Auf Antrag der Klägerin nach § 109 Sozialgerichtsgesetz (SGG) erstattete Arzt für Neurologie, Psychiatrie und Psychotherapie Dr. St. das Gutachten vom 19. August 2013. Er diagnostizierte eine chronische Schmerzstörung mit somatischen und psychischen Faktoren, eine depressive Entwicklung im Sinne einer Dysthymia, eine Agoraphobie mit Panikstörung, einen Benzodiazepin-Abusus, eine Adipositas, eine arterielle Hypertonie sowie eine Hörminderung beidseits und einen Tinnitus. Außerdem werde die Klägerin nach den Kriterien eines vorliegenden Aufmerksamkeit-Hyperaktivitätssyndroms im Erwachsenenalter behandelt. Zumindest der Verdacht einer solchen Erkrankung liege nahe. Die in den Vorgutachten erhobenen Befunde und Diagnosen hätten im Wesentlichen bestätigt werden können. Er stimme der Sachverständigen O.-P. zu, dass durch eine Intensivierung des multimodalen Ansatzes der Schmerzbehandlung und eine Intensivierung der antidepressiven entängstigen Behandlung noch eine Besserung des subjektiven Erlebens erreicht werden könne. Im Gegensatz zur Sachverständigen O.-P. komme er zu dem Schluss, durch die vorliegenden Gesundheitsstörungen liege auch eine quantitative Einschränkung des Leistungsvermögens vor und die Klägerin sei allenfalls in der Lage, mindestens drei bis unter sechs Stunden täglich einfache Tätigkeiten in Tagesschicht ohne Anforderungen an Konzentration, Verantwortung, geistige Beweglichkeit und Zeitdruck auszuführen. Die Sachverständige O.-P. habe die sozialmedizinische Relevanz insbesondere der vorliegenden Schmerzstörung nicht hinreichend beurteilt. Die Wegefähigkeit sei nur insoweit eingeschränkt, als die Klägerin derzeit einen PKW nicht benutzen könne. Die quantitative Einschränkung des Leistungsvermögens liege wenigstens seit Mitte des Jahres 2013 vor.
Die Beklagte blieb unter Vorlage der sozialmedizinischen Stellungnahme des Arztes für Psychiatrie und Psychotherapie Dr. N. vom 5. September 2013 bei ihrer Auffassung, es bestehe kein quantitativ eingeschränktes Leistungsvermögen.

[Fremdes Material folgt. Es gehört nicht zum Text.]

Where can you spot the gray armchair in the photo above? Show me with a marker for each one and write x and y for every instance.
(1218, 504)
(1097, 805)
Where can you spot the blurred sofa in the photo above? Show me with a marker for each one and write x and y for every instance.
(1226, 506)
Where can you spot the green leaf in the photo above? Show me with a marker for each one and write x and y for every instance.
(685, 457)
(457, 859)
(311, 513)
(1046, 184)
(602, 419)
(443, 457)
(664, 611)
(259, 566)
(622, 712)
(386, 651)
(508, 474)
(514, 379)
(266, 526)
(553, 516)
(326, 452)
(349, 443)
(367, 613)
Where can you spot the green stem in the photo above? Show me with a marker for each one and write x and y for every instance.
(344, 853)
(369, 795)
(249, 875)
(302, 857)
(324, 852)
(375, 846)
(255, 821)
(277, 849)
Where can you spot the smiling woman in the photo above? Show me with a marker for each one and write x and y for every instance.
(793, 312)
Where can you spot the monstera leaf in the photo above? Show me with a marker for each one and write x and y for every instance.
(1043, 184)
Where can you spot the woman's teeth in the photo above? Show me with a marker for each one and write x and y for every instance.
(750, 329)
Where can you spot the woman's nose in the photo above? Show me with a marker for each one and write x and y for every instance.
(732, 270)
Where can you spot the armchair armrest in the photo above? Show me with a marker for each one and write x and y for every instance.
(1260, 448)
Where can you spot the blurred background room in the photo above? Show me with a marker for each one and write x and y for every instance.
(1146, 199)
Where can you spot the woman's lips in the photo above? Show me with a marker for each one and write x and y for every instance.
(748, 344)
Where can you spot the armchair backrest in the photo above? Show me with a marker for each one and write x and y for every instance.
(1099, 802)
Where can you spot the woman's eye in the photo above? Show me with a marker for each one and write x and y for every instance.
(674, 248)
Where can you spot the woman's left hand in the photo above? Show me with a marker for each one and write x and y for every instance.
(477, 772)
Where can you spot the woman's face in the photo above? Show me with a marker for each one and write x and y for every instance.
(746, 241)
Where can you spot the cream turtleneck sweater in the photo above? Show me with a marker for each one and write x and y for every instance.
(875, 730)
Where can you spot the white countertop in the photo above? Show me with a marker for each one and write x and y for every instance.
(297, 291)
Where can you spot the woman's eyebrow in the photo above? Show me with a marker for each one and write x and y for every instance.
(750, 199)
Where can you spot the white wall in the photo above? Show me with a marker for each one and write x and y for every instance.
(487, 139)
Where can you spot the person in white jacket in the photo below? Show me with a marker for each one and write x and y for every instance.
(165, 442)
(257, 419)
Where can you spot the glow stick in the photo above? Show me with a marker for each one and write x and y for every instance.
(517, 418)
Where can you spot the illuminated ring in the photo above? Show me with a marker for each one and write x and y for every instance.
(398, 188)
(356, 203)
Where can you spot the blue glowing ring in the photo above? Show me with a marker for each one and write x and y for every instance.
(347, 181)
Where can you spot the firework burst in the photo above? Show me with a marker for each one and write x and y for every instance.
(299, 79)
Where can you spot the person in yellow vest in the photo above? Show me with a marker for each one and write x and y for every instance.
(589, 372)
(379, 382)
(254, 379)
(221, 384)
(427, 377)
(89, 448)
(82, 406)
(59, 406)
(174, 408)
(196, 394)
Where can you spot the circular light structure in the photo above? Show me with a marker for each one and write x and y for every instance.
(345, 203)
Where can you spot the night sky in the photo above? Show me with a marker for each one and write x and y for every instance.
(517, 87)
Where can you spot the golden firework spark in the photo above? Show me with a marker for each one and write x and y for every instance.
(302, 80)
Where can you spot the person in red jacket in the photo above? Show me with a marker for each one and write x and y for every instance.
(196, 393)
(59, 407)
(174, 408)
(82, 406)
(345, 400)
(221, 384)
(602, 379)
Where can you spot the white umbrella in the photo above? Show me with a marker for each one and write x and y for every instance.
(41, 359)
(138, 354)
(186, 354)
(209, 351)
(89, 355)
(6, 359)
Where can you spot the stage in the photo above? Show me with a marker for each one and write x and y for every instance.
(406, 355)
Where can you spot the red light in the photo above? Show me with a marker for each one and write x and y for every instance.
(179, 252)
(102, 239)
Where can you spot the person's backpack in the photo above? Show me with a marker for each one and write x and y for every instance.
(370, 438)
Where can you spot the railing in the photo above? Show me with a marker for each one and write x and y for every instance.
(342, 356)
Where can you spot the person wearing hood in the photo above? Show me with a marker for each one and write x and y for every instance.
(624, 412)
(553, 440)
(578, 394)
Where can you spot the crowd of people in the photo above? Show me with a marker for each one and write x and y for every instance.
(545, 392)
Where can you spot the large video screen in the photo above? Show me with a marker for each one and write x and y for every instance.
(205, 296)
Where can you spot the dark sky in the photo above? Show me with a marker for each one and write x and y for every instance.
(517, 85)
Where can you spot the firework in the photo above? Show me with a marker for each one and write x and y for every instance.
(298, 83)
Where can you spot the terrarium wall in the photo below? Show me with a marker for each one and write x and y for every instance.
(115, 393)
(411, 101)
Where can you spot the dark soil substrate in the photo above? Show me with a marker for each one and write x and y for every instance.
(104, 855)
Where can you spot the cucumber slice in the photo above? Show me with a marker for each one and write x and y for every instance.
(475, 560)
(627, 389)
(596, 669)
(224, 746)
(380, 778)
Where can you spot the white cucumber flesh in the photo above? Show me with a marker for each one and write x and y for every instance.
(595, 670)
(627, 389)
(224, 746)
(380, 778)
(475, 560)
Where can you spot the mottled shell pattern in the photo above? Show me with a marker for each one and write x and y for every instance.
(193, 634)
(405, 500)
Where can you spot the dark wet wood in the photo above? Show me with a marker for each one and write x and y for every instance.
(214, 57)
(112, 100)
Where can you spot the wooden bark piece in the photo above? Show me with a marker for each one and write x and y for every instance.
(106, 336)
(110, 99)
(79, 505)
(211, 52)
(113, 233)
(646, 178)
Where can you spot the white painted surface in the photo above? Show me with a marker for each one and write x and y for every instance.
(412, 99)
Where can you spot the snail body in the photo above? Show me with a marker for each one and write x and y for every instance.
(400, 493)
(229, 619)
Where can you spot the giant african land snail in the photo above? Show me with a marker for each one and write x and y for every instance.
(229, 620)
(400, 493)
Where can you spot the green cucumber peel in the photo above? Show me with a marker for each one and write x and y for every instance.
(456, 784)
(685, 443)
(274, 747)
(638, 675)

Das SG wies die Klage mit Urteil vom 13. November 2013 ab. Die Klägerin sei weder voll noch teilweise erwerbsgemindert. Denn ihr arbeitstägliches Restleistungsvermögen betrage auf dem allgemeinen Arbeitsmarkt mindestens sechs Stunden täglich. Dies ergebe sich aus dem überzeugenden, in sich schlüssigen und wohl begründeten Sachverständigengutachten der Ärztin O.-P., der sachverständigen Zeugenaussage des Dr. Hö. sowie den im Wege des Urkundenbeweises verwerteten Gutachten der Dres. M., W. und B ... Die bei der Klägerin vorliegenden Gesundheitsstörungen schränkten ihre berufliche Leistungsfähigkeit zwar in qualitativer, nicht aber in quantitativer Hinsicht ein. Der Ansicht des Dr. St. sei im Hinblick auf das schlüssige und überzeugende Sachverständigengutachten der Ärztin O.-P. nicht zu folgen. Insbesondere habe Dr. St. eine Verschlechterung des Gesundheitszustandes nicht nachvollziehbar dargelegt. Die Klägerin habe weder ihren Tagesablauf, wie sie ihn gegenüber Ärztin O.-P. geschildert habe, wesentlich geändert noch ihre antidepressive Medikation angepasst. Vielmehr belegten die von Dr. St. erhobenen Befunde einen seit der Begutachtung durch Ärztin O.-P. unveränderten Gesundheitszustand in psychischer Hinsicht. Aus denselben Erwägungen sei auch nicht der Leistungseinschätzung der Ärztlichen Psychotherapeutin Ri.-Bo. und des Dr. Al. zu folgen. Über die von der Klägerin in der mündlichen Verhandlung berichteten Taubheitsgefühle in den Händen habe sie bei der Begutachtung durch Dr. St. nicht geklagt. Eine Berücksichtigung komme nicht in Betracht, weil die weitere Entwicklung dieser Taubheitsgefühle noch nicht absehbar sei und der derzeitige Zustand noch keine sechs Monate bestanden habe. Die zuletzt ausgeübte Tätigkeit als Gärtnerhelferin vermittle keinen besonderen Berufsschutz.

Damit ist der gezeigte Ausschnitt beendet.